Если бы она была женщиной его мира, Фир бы поднял ее на руки и отнес на постель и убедил бы ее в том, что будет защищать ее — свою акрай и избранницу — до последнего удара сердца.

Тело требовало, чтобы он это сделал.

Сердце уговаривало рассказать своей акрай, что он знает о том, через что ей пришлось пройти.

Возможно, потом. Позже. Обязательно расскажет, когда она научится ему доверять.

Да поможет ему Инифри.

***

Шербера не могла понять, что чувствует.

Его прикосновения были уверенными, но в них не было угрозы. Его руки, скользившие по ее телу, были сильными, но не делали ей больно. Он обхватил большой ладонью ее грудь, и она вздрогнула от странного болезненно-приятного покалывания, когда огрубевшая от песка и оружия кожа коснулась соска — и почти тут же ощущение исчезло, когда рука Фира снова скользнула вверх.

Погладила ее шею. Щеку. Отвела с лица прядь волос.

Теплое дыхание овеяло ее шею, и Шербера задрожала, хоть и постаралась скрыть эту дрожь. Но когда его губы коснулись ее губ, она зажмурилась и прерывисто вздохнула, не понимая, что происходит, но точно зная, что такого происходить не должно.

И Фир тоже замер и отстранился.

— Открой глаза, Шербера, — терпеливо сказал он.

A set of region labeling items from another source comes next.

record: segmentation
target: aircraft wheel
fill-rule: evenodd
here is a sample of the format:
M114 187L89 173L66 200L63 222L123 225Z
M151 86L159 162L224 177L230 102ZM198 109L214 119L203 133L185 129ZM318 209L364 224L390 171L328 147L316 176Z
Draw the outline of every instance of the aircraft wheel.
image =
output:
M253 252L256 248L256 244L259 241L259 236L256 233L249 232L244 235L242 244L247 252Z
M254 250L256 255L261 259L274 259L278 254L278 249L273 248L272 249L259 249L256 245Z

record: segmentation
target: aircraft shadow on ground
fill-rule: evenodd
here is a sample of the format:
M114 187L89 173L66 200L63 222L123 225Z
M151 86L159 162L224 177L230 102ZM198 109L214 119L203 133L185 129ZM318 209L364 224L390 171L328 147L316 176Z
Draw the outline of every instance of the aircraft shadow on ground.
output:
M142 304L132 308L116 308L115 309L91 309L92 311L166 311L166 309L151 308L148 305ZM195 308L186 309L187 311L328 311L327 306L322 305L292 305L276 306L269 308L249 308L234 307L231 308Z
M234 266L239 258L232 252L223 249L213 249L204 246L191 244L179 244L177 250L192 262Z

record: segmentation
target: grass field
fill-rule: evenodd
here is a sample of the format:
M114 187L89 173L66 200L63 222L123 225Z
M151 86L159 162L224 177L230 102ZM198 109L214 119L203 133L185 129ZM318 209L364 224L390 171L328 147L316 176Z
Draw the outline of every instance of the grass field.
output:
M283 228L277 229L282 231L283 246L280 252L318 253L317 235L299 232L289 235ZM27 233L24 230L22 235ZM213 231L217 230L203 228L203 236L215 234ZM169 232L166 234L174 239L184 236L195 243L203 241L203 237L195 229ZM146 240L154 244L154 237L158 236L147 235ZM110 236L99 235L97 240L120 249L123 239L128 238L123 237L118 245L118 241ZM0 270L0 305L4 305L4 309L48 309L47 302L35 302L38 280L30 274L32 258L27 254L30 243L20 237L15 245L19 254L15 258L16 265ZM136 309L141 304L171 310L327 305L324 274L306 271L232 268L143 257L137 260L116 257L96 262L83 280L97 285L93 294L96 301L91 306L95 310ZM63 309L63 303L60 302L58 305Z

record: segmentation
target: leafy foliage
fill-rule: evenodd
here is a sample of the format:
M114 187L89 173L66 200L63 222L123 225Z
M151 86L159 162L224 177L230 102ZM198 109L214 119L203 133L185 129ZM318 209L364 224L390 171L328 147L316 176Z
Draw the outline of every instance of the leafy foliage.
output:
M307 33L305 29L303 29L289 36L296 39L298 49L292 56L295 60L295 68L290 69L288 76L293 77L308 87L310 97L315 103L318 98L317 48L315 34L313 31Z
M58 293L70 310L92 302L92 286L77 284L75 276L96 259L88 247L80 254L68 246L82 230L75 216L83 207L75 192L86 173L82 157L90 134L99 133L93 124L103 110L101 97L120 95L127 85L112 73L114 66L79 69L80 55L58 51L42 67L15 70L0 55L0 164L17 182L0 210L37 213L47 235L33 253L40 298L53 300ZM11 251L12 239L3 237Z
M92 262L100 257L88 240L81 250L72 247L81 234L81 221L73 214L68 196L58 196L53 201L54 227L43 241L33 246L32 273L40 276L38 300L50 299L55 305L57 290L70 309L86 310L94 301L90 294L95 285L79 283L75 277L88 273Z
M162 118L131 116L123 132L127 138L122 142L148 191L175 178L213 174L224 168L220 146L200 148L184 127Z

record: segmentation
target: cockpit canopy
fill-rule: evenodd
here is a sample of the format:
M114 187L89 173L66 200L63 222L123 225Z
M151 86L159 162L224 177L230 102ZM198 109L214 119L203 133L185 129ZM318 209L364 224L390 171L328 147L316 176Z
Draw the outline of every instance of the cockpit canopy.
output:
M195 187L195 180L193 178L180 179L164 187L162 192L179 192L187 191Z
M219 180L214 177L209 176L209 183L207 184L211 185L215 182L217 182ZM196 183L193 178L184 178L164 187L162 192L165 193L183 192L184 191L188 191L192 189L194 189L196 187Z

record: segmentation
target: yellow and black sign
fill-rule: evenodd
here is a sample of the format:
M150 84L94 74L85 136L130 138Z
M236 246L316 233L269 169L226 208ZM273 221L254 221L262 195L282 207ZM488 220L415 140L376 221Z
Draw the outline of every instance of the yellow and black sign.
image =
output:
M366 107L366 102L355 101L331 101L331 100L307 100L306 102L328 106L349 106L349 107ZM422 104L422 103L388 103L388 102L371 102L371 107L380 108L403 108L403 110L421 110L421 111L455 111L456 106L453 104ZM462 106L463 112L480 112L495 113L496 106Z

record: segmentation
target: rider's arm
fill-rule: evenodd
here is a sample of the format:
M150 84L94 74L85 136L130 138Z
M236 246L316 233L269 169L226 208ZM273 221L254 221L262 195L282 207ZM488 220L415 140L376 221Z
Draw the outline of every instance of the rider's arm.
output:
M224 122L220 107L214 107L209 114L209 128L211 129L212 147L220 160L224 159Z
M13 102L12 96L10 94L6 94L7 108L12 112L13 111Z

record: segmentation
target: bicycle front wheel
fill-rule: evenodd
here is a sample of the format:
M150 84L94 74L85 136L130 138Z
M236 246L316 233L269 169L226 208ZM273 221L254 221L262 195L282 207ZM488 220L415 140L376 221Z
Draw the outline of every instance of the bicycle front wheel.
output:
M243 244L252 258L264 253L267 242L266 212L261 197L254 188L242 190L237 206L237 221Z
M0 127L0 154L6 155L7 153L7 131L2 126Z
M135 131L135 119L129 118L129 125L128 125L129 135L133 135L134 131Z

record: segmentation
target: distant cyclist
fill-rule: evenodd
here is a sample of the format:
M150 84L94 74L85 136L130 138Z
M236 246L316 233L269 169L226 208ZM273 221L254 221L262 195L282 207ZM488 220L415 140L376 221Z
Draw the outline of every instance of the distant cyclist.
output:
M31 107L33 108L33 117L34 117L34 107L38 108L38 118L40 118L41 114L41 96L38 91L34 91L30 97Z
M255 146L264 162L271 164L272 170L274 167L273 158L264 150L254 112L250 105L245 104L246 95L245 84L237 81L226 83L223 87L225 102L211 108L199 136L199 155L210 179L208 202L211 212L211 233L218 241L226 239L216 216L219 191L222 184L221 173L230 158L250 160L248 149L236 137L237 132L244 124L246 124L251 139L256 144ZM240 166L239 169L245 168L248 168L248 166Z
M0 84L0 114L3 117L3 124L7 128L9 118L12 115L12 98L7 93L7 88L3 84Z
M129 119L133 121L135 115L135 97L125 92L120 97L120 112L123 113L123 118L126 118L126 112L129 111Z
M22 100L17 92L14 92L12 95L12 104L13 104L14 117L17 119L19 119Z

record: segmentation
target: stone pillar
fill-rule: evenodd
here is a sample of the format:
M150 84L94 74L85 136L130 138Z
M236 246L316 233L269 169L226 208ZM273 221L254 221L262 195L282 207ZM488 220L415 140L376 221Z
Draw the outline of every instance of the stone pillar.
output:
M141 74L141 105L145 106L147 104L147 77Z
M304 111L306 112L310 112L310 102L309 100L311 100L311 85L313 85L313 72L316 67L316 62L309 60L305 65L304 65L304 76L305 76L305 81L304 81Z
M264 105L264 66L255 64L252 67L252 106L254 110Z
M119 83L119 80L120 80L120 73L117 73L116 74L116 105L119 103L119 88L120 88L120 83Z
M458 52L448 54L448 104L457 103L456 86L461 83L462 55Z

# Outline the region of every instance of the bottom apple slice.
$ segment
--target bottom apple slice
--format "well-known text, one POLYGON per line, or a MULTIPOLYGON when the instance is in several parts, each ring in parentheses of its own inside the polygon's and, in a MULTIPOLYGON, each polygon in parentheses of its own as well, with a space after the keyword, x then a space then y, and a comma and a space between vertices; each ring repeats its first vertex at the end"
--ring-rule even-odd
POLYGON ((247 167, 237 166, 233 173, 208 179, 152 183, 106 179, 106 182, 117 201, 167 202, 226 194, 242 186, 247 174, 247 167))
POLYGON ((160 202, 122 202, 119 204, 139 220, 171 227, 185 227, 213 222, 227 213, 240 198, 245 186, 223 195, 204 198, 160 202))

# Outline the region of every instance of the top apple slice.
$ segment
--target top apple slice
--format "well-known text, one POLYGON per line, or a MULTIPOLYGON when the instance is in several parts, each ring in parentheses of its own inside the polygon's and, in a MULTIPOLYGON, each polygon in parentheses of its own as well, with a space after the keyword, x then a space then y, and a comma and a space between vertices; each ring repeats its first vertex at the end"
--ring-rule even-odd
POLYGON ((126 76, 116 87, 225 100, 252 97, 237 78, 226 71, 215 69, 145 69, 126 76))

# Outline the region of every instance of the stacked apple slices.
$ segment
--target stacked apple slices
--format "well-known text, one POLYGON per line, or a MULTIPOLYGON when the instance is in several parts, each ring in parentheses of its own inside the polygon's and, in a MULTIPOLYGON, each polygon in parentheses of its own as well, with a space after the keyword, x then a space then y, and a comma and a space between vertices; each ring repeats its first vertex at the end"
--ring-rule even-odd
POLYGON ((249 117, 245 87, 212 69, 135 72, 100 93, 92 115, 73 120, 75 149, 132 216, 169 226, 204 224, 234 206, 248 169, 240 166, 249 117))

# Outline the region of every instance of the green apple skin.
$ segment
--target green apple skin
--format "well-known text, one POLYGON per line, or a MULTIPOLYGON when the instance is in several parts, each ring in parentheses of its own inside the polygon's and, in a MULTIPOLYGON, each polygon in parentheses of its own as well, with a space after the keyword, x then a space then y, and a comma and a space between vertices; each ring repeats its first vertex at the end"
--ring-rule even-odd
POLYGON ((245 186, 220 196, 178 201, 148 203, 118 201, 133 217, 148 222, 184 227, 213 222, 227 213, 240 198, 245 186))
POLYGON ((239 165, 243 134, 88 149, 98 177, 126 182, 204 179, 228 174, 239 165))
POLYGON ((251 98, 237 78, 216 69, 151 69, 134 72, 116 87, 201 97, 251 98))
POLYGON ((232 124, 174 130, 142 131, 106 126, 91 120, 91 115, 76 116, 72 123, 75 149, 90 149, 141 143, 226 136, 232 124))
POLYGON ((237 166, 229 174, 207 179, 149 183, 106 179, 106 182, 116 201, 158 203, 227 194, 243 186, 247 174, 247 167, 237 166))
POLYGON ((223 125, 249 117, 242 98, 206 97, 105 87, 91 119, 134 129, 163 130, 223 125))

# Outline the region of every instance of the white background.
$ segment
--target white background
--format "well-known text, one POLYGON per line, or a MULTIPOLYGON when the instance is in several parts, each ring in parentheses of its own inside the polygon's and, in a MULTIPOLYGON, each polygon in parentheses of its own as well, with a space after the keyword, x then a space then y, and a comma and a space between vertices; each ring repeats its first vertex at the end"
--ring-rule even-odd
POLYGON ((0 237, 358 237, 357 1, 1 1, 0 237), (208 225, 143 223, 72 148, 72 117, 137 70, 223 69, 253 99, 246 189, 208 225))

Но она не смогла. Именно потому, что начинала верить ему — не смогла, ибо если бы не верила, страх перед наказанием оказался бы сильнее страха перед неизвестностью.

— Я прошу тебя.

Медленно Шербера разжала веки и посмотрела на него. Его правильное — красивое — лицо было совсем рядом с ее лицом, дыхание касалось ее щеки, глаза смотрели в ее глаза.

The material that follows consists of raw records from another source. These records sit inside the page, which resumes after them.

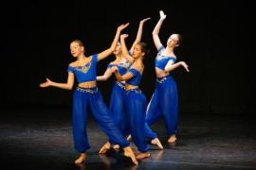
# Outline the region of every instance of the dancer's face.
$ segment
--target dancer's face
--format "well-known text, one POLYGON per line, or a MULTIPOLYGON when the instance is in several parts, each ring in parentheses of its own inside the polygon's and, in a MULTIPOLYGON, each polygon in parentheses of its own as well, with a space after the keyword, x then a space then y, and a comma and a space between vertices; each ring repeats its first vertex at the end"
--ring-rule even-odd
POLYGON ((177 34, 172 34, 168 41, 167 41, 167 46, 174 47, 178 45, 178 36, 177 34))
POLYGON ((116 49, 113 51, 113 54, 114 55, 119 55, 121 53, 121 46, 120 46, 120 42, 119 42, 117 46, 116 46, 116 49))
POLYGON ((145 53, 142 51, 141 45, 137 44, 132 54, 133 58, 138 59, 138 58, 142 58, 144 55, 145 53))
POLYGON ((83 53, 83 51, 84 47, 81 46, 78 42, 73 42, 70 43, 70 52, 74 58, 80 56, 82 53, 83 53))

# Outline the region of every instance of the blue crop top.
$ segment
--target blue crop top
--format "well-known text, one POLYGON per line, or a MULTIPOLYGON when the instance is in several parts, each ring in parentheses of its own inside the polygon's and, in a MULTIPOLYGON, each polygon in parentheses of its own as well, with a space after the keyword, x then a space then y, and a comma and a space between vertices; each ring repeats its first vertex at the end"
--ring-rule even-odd
POLYGON ((174 60, 174 62, 176 61, 176 58, 175 57, 173 57, 173 56, 163 56, 161 55, 161 51, 165 49, 165 47, 163 45, 161 45, 157 50, 158 50, 158 53, 157 53, 157 56, 155 58, 155 66, 161 69, 161 70, 164 70, 166 64, 169 62, 169 60, 174 60))
POLYGON ((128 72, 131 72, 134 75, 134 76, 126 80, 126 83, 130 85, 137 86, 140 83, 142 76, 137 70, 134 68, 129 69, 128 72))
POLYGON ((93 55, 89 63, 83 66, 68 66, 67 72, 75 74, 79 83, 86 81, 96 81, 98 55, 93 55))
POLYGON ((119 63, 119 64, 108 64, 107 68, 111 68, 113 66, 117 66, 118 67, 118 70, 119 70, 119 73, 123 76, 124 74, 126 74, 127 72, 127 69, 131 66, 131 64, 126 60, 125 62, 121 62, 121 63, 119 63))

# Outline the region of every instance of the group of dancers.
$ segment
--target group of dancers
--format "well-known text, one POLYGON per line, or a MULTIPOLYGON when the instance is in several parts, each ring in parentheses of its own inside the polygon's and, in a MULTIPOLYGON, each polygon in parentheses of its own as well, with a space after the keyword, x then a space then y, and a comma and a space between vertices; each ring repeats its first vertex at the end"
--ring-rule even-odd
POLYGON ((187 72, 189 69, 186 62, 176 62, 174 48, 181 43, 179 34, 172 34, 166 47, 161 43, 158 33, 166 19, 166 14, 162 10, 159 13, 160 18, 152 33, 158 53, 155 60, 155 90, 149 104, 139 89, 139 83, 144 71, 143 59, 149 51, 147 44, 141 42, 141 37, 143 26, 150 18, 140 21, 137 38, 129 50, 125 43, 128 35, 121 34, 129 23, 117 28, 114 41, 108 49, 89 57, 84 54, 85 48, 82 41, 72 41, 70 52, 77 60, 68 65, 67 82, 59 83, 46 78, 46 82, 40 84, 42 88, 53 86, 72 90, 75 77, 78 81, 72 108, 74 145, 80 152, 75 163, 83 162, 86 160, 86 151, 90 148, 86 131, 88 109, 108 136, 108 141, 99 151, 100 154, 106 153, 112 146, 122 148, 124 156, 137 164, 137 161, 150 157, 146 138, 151 140, 152 144, 163 149, 156 133, 151 128, 151 125, 155 123, 160 116, 163 116, 165 121, 169 135, 168 143, 176 142, 178 96, 176 83, 170 72, 180 66, 183 66, 187 72), (97 76, 97 62, 111 54, 116 56, 116 60, 108 64, 103 76, 97 76), (117 81, 113 85, 110 103, 107 107, 97 87, 97 81, 107 80, 113 74, 117 81), (139 151, 137 155, 130 147, 129 139, 131 138, 139 151))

— Тебе страшно? — спросил он.

— Я не знаю, — сказала она. Его ладонь легла ей на живот, но не опустилась ниже, а снова скользнула наверх, и Шербера поймала себя на том, что ждет — ждет нового укола этого странного ощущения то ли боли, то ли чего-то, чему она пока не могла дать имени. — Еще никогда… никто не…

— Не целовал тебя?

— Мои спутники говорили, что на войне нет места мужчинам, ублажающим женщин, — сказала она честно.

— И, по-твоему, они правы? — Шербера ожидала, что он разозлится, но была поражена, когда услышала в голосе… веселье? — Посмотри на меня, Шербера, и скажи, что ты видишь. Похож ли я на мужчину, которому нет места на войне? Похоже ли то, что я делаю, на то, что называется «ублажать женщину»?

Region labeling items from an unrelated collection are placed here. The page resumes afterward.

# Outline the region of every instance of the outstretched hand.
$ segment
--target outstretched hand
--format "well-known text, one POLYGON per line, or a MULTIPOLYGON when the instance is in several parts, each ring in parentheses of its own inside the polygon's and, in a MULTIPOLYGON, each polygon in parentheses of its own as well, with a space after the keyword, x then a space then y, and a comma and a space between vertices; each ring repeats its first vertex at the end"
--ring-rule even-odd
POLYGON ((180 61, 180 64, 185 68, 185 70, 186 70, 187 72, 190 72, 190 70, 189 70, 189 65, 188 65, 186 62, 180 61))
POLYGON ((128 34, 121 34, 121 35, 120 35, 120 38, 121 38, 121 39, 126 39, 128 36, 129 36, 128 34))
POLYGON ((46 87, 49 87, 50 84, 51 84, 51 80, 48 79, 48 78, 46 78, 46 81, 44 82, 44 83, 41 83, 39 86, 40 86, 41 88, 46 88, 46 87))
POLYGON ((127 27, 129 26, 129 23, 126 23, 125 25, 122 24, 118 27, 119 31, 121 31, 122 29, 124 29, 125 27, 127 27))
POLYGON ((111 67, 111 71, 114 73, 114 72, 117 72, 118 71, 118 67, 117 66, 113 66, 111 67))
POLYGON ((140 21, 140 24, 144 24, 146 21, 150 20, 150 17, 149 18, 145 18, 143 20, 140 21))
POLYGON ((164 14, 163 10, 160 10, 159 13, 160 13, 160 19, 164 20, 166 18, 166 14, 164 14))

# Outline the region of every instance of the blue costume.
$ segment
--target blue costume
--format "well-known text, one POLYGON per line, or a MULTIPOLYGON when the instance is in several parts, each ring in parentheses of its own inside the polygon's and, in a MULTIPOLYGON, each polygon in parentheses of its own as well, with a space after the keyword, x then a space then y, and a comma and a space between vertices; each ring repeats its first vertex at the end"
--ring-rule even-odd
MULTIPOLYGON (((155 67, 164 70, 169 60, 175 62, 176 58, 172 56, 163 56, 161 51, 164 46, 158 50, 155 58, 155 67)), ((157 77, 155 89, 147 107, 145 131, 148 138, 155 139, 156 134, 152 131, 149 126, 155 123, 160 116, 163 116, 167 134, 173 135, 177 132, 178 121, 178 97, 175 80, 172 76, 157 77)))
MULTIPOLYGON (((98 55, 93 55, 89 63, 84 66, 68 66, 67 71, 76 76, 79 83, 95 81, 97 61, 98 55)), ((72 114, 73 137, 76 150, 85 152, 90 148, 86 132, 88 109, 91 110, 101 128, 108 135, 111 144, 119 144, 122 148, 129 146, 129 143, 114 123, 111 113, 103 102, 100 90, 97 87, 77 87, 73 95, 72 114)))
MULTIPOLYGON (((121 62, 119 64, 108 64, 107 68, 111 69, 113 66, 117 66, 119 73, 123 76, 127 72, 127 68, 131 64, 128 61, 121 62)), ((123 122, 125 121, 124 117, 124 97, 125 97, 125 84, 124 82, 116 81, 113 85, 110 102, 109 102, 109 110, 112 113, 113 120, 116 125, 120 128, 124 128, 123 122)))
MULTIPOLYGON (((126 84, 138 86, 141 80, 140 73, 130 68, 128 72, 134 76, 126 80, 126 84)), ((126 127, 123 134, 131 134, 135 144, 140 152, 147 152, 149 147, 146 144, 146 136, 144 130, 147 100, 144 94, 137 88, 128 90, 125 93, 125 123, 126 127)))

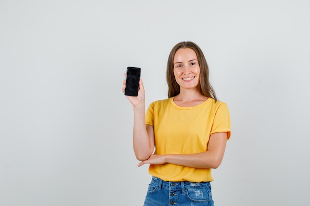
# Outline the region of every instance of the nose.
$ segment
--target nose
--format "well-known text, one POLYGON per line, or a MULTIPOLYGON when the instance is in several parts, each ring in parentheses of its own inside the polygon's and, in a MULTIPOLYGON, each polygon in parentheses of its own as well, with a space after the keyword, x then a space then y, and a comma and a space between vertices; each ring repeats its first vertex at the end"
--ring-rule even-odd
POLYGON ((191 74, 191 69, 190 67, 187 65, 185 66, 184 66, 184 74, 189 75, 190 74, 191 74))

Его пальцы все так же легко касались ее тела, и она чувствовала, как они оглаживают ее шрамы, как обводят синяки, как осторожно сворачивают в сторону от заживающей ссадины после удара ногой в бок. Ублажал ли Фир ее сейчас? Был ли меньше мужчиной оттого, что говорил с ней и спрашивал, что она чувствует?

Она видела, как Фир сражался: не отводя взгляда от тех, кому нес смерть, не стирая с лица крови, хладнокровно и яростно, в безумии и без него. Это его брата она убила в том бою, это в его тело вонзила афатр, выпив его магию. На лице и в голосе Фира не было страдания, и он ни словом не обмолвился о потере, хотя горе наверняка разрывало его сердце. Он был храбр и отважен, и все же сейчас не лежал на ней сверху, раздвинув ей ноги и доказывая ей свою мужественность способом, которым так часто доказывали ее Сайам и остальные. Он даже еще не приказал ей лечь, хотя ночь уже текла мимо них струйкой песка, и времени оставалось все меньше.

— У тебя есть дом? — неожиданно вырвалось у нее.

— Дом, где кто-то меня ждет?

Она кивнула.

Его темно-карие глаза наполнились туманом, когда он задумался о прошлом, теплая большая рука, поглаживающая ее грудь, замерла.

— Я могу назвать город за Дальним краем своим домом, но вот уже две Жизни там гуляет ветер и плачут об ушедших несмазанные дверные петли. Мой дом теперь здесь. С этим войском, с этой войной, пока мы не освободим наши земли.

— Твой брат был так молод, — сказала она.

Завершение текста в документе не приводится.